OK, we've raised a lot of questions about what's in Google's size figure. There are even more we could ask -- and the same questions should be directed at the other search engines, as well. AllTheWeb's 3.2 billion figure may include some pages only known by seeing links and might include some duplicates, for example. But instead of asking questions, why not just test or audit the figures ourselves?
That's exactly what Greg Notess of Search Engine Showdown is especially known for. You can expect Greg will probably take a swing at these figures in the near future -- and we'll certainly report on his findings. The last test was done in December. His test involves searching for single word queries, then examining each result that appears -- a time-consuming task. But it's a necessary one, since the counts from search engines have often not been trustworthy.
For example, try the now classic the search on Google, and you'll find it reports 5.2 billion pages indexed for that word -- but Google's home page says it has only indexed 3.3 billion. (FYI, back at the end of June, Google was reporting 3.1 billion pages indexed but 3.7 billion matches for a search on "the").
Google's response when I asked about this at the end of June was told the sizes it reports in response to searches are simply estimates and the size it lists on its home page may not reflect if the Google crawler has indexed more that usual in a given period.

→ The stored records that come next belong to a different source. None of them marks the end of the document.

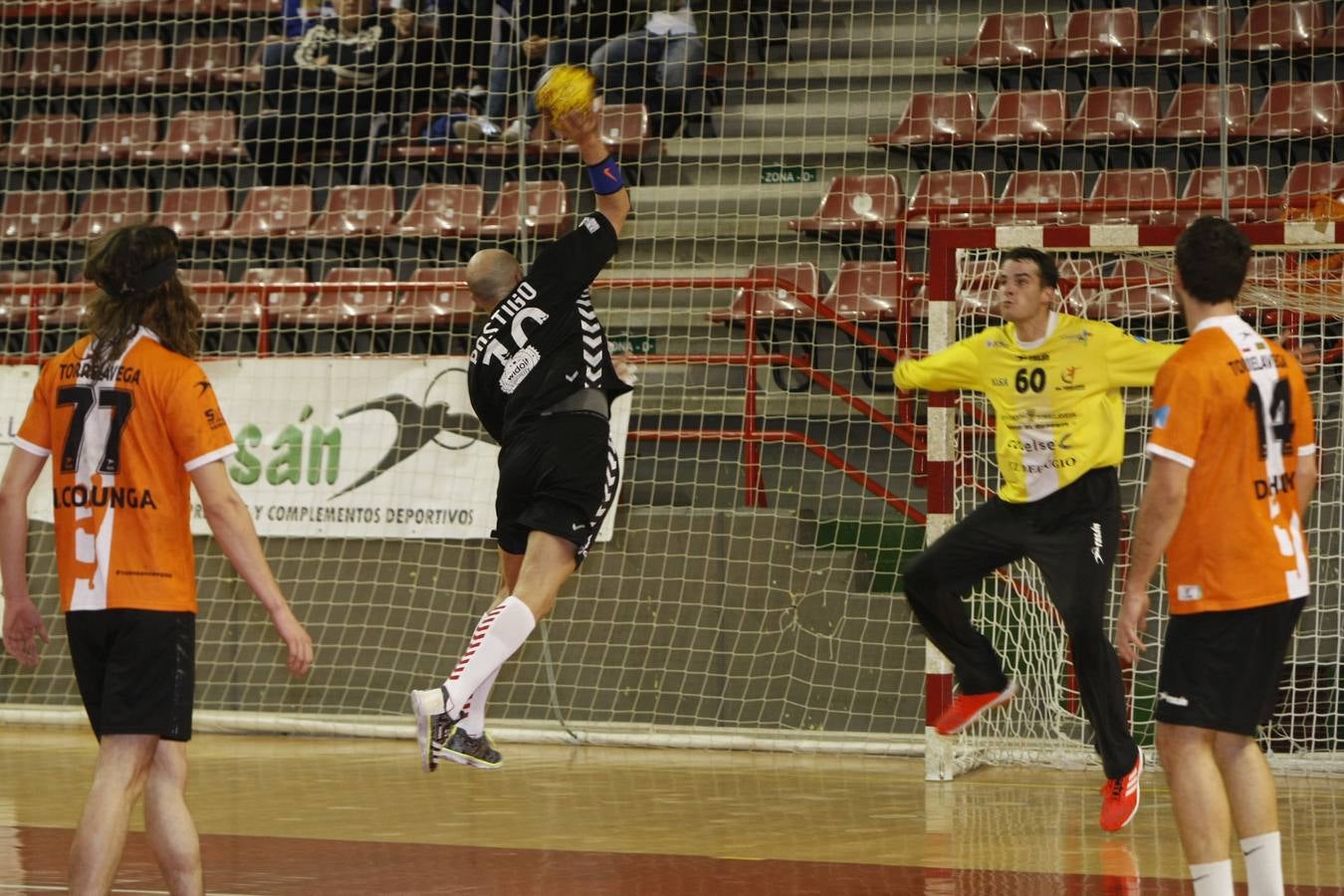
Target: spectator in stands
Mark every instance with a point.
(519, 35)
(326, 91)
(574, 38)
(661, 66)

ResourceShelf's Gary Price found similar count oddities when he tried running searches for words and eliminating particular web sites. But that's OK, Gary, I can top those.

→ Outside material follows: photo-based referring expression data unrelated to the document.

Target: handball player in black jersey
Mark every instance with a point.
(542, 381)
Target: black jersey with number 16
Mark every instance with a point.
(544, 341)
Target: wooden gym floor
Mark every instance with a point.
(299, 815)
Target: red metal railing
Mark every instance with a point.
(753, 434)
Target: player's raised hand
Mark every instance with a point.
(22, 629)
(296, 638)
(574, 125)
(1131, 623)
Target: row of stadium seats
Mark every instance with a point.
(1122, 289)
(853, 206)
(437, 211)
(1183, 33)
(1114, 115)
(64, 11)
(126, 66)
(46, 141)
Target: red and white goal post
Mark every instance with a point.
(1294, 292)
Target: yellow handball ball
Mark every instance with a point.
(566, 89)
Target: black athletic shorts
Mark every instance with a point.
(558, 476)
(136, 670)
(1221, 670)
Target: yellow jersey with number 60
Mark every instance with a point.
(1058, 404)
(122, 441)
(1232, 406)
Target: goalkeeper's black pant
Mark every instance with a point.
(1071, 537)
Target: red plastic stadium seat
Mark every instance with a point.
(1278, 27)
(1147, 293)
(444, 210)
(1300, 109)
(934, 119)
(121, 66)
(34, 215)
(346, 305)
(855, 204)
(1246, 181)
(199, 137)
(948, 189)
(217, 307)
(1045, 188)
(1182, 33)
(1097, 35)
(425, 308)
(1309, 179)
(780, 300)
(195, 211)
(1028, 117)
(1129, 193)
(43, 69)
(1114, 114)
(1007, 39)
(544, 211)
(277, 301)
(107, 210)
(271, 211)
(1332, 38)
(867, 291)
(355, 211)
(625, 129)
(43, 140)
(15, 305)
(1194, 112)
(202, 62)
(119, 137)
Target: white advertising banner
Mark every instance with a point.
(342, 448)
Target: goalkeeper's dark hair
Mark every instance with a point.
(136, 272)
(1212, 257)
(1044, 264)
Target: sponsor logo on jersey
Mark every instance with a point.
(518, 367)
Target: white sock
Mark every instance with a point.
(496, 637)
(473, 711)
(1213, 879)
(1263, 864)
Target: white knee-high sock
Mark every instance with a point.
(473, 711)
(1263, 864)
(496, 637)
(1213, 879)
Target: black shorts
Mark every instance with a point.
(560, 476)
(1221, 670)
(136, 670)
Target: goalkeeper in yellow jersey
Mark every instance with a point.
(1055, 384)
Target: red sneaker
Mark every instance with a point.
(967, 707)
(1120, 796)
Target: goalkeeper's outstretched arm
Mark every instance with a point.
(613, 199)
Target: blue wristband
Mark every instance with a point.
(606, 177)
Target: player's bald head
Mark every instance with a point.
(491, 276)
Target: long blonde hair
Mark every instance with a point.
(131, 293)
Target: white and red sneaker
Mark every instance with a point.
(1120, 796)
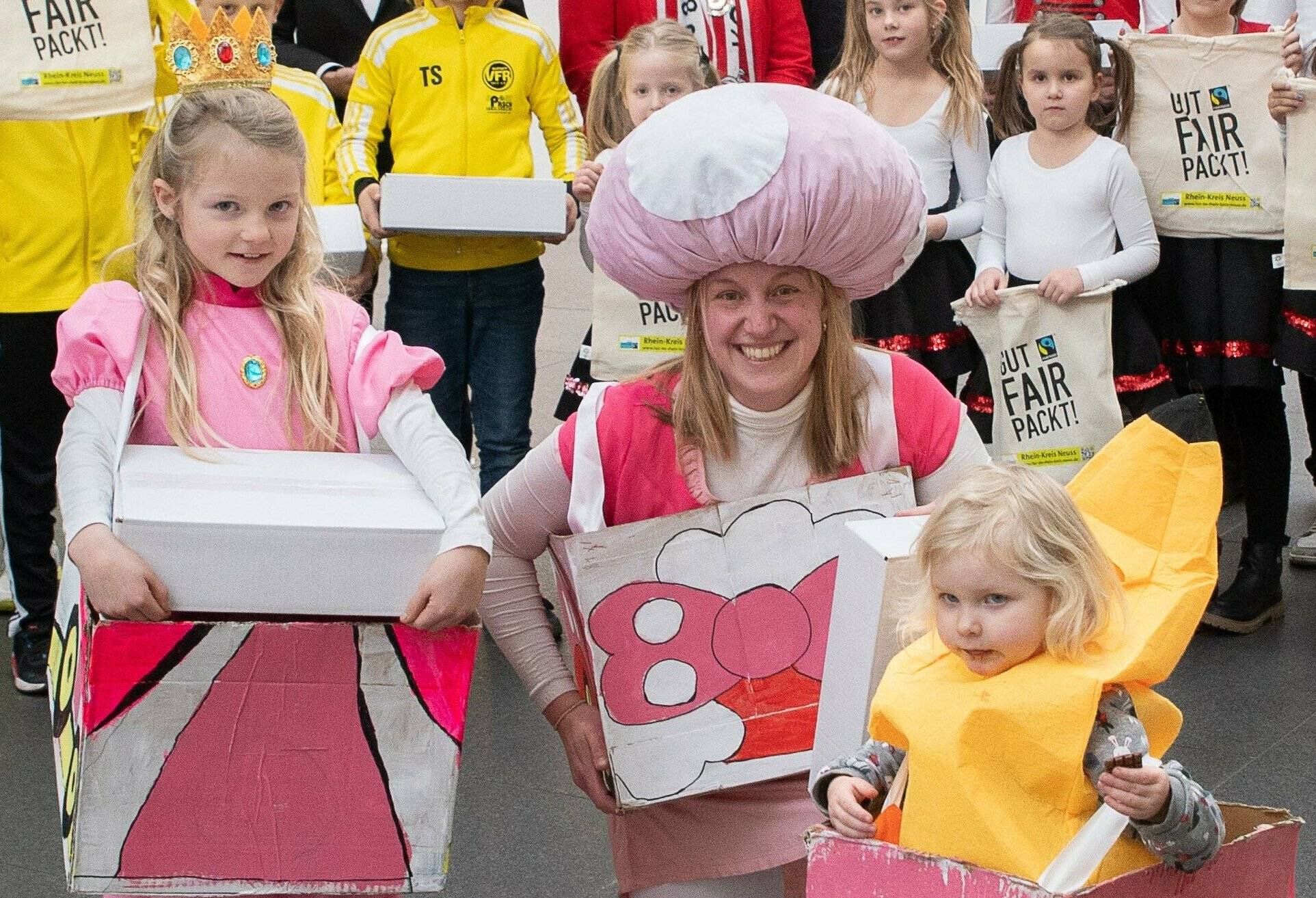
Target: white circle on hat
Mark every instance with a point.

A search for "prince charles" (as a phrase) brings up 287,000 results. Now see the fourth listing, for "Prince Charles Pipe Band?" Let's eliminate it with this search: "prince charles" -"pipe band". Great -- all gone, but even though we subtracted pages from the original search, the count has now gone up 373,000 results!
I asked Google about this problem about two weeks ago. The response was again that counts are just estimates. However, Google also said that they're continuing to do engineering work to upgrade some of their systems, which is making some of the counts get thrown off.

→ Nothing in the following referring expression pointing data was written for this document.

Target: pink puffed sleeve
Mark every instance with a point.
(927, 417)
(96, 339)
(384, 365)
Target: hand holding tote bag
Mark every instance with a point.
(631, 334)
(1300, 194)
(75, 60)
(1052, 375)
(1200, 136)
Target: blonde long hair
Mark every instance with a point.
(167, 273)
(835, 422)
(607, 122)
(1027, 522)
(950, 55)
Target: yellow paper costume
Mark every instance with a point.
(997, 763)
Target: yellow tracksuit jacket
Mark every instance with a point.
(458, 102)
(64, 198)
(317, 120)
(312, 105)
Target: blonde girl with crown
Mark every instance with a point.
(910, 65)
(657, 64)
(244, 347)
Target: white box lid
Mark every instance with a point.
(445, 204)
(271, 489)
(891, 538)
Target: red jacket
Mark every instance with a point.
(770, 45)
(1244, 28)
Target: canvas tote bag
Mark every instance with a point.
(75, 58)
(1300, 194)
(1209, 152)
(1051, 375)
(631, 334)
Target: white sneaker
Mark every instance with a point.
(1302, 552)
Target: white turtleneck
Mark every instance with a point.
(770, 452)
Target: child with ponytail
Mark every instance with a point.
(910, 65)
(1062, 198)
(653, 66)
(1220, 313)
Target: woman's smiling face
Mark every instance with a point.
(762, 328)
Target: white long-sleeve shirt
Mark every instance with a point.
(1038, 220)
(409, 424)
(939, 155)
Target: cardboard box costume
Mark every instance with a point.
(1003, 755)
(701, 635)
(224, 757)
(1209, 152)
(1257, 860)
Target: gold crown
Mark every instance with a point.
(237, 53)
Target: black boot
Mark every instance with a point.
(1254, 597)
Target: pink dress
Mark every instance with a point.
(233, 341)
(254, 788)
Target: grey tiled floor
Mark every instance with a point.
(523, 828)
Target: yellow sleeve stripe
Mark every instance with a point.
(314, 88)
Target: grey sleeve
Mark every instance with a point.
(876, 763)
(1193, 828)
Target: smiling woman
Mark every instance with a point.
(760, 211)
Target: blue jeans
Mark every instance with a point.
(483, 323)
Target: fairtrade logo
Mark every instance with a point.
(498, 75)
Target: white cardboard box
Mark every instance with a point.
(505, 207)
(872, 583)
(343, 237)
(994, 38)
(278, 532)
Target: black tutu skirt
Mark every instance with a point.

Grow, But Be Relevant, Too
I'm certainly not against index sizes growing. I do find self-reported figures to also be useful, at least as a means of figuring out who is approximately near each other. Maybe Google is slightly larger than AllTheWeb or maybe AllTheWeb just squeaks past Google -- the more important point is that both are without a doubt well above a small service like Gigablast, which has only 200 million pages indexed.
However, that's not to say that a little service like Gigablast isn't relevant. It may very well be, for certain queries. Indeed, Google gained many converts back when it launched with a much smaller index than the established major players. It was Google's greater relevancy -- the ability to find the needle in the haystack, rather than bury you in straw -- that was the important factor. And so if the latest size wars should continue, look beyond the numbers listed at the bottom of the various search engine home pages consider instead the key question. Is the search engine finding what you want?
By the way, the baby of the current major search engine line-up Teoma did some growing up last month. The service moved from 500 million to 1.5 billion documents indexed.
Paul Gardi, vice president of search for Ask Jeeves, which owns Teoma, wants to grow even more. He adds that Teoma is focused mainly on English language content at the moment -- so the perceived smaller size of Teoma may not be an issue for English speakers. Subtract non-English language pages from Teoma's competitors, and the size differences may be much less.
"Comparatively speaking, I would argue that we are very close to Google's size in English," Gardi said.